Different places all around the Internet have their own cultures, and just like visiting other regions of the world, you have to take cultural and language differences into account. How you speak one place may not work as effectively elsewhere. Now, this can certainly veer into discussion of online behavior, but if you don't want to go down that road, we can just look at the typed words you share with others. Communication is meaningless if it isn't effective, and unfortunately, formal construction can sometimes be a barrier between relating better with someone else. So, online users should first and foremost be observant. Look at how formal people are being with what they say, and note how someone is talking when people in the community seem to listen. Be aware of whether formality or informality is more appreciated and thus listened to.

For example, Giant Bomb appears to be a place where longer, well-formatted comments are often responded to; though, they do still pale in comparison to short, inflammatory statements. Yet, while short, inflammatory statements do get a higher response online, they also get a dramatically lower quality of response. If you value your time, quality online has to come before quantity. You can have hundreds of quick, meaningless conversations online, but if you put in some effort, you can have a decent number of meaningful conversations, as well. The Internet is huge, and instead of aimlessly wading through endless pages each day, you have to find the gems that are out there. That's certainly one of the reasons I comment on Giant Bomb, as I feel I've found a place where I can reasonably find decent conversation on topics I care about.

Another side of this is realizing that you are also only perceiving someone's words or images, not truly seeing their intent. Everyone on the Internet struggles with this, and it's just a side effect of the abstract nature of the Internet. So, while this is certainly in the realm of online behavior, it does speak to how you talk to others. Consider that your words might be misunderstood simply by how you expressed them, and when misunderstand, don't freak out. Just do your best to calmly explain what you meant in a clearer manner. If people still can't accept that, then just move on, as explaining your true intent is all you can really do in such a situation. And keep that in mind when interacting with others, as well.
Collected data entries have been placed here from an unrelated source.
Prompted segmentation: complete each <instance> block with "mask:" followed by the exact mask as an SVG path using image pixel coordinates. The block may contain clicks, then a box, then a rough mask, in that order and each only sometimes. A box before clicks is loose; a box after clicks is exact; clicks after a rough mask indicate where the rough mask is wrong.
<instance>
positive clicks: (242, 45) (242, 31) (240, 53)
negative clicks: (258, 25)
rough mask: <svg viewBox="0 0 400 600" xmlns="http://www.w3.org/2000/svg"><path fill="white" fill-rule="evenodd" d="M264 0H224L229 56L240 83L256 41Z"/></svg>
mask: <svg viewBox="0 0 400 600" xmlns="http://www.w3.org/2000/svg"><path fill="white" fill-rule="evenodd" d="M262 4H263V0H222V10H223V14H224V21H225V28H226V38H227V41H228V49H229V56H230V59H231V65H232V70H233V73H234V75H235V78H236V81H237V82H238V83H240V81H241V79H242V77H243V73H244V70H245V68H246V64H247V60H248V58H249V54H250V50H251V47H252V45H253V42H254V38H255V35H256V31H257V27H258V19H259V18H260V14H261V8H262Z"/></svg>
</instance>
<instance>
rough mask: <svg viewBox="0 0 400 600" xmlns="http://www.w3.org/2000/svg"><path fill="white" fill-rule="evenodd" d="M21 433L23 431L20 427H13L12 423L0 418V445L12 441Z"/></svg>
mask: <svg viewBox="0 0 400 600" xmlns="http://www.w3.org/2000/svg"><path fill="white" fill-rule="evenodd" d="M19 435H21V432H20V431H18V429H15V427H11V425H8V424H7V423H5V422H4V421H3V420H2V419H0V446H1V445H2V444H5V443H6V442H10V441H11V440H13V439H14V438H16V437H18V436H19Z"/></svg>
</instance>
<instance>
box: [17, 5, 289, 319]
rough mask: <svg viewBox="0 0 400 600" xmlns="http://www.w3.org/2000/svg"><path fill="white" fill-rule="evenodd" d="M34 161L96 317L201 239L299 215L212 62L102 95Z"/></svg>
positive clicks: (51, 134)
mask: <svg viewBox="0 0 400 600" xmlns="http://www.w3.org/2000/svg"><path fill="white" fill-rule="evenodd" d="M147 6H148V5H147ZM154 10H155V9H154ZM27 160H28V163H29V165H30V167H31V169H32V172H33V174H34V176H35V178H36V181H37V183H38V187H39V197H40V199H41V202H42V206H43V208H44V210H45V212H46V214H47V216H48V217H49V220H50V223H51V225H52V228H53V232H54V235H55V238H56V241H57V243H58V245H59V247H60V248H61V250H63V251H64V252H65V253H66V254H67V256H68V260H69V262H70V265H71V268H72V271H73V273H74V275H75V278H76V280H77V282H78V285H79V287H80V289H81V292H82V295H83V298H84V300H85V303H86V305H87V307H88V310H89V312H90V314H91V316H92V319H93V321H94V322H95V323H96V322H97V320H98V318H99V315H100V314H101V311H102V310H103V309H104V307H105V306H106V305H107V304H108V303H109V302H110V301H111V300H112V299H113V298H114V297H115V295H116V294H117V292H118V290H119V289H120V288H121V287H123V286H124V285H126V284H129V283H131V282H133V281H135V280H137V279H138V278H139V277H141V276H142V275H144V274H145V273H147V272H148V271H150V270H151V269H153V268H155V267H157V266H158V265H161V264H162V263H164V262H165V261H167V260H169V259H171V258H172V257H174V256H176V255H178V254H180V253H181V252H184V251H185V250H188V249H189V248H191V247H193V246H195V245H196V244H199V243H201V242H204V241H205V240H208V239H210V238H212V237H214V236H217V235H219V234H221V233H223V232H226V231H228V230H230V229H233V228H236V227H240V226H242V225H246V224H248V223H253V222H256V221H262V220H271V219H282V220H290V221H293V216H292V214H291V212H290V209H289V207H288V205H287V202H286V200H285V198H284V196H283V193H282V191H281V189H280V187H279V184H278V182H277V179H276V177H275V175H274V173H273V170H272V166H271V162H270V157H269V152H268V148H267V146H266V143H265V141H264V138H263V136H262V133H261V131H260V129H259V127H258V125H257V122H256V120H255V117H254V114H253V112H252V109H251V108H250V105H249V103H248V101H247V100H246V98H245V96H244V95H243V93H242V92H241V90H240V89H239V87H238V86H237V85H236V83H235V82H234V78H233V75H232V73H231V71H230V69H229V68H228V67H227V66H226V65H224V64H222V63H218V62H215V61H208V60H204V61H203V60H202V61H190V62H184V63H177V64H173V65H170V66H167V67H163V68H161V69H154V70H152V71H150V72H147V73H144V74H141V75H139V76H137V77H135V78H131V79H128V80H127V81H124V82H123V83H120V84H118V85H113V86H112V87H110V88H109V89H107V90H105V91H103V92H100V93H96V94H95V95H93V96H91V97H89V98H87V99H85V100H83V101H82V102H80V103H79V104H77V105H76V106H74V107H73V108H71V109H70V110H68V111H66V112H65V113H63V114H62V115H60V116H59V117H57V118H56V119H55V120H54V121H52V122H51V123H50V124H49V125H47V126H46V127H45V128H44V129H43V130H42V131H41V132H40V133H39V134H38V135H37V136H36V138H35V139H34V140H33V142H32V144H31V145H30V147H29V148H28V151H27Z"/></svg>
People will often come off poorly in their remarks or seem to be saying something they didn't really intend to say, and then you just find arguments where it is more about perceptions of the other's argument and not their real positions. This happens every day and is one of the most common Internet experiences amongst those who communicate with others. Don't assume you know absolutely what someone meant, as they may be just like you. Someone just trying to find the best way to express themselves online, and unfortunately, they see the same pitfalls as you do. It's something we must all keep in mind, and in general, if we really try to see the person behind the cold words, we're much more likely to find them.

This is such an important topic for both new and old online users, and once again, I am quite glad that you both mentioned it. Online users are well-served to observe a few simple truths about online communication: People will see words and images, not you, and you will only see words and images, not them. Misunderstandings are natural and something you just have to manage as best you can. Be observant of how others talk to one another online so as to not close the door on a conversation before it ever really began. And remember that most posts have real people behind them with similar concerns over how their words will come off as you do. Always keep these things in mind, and you will find that most online communities are much more accessible than they seem at first.

Thanks to you both for the excuse to talk about something I care about, and, CatsAkimbo, I hope your panel presentation goes well and possibly helps someone get more out of their experience online.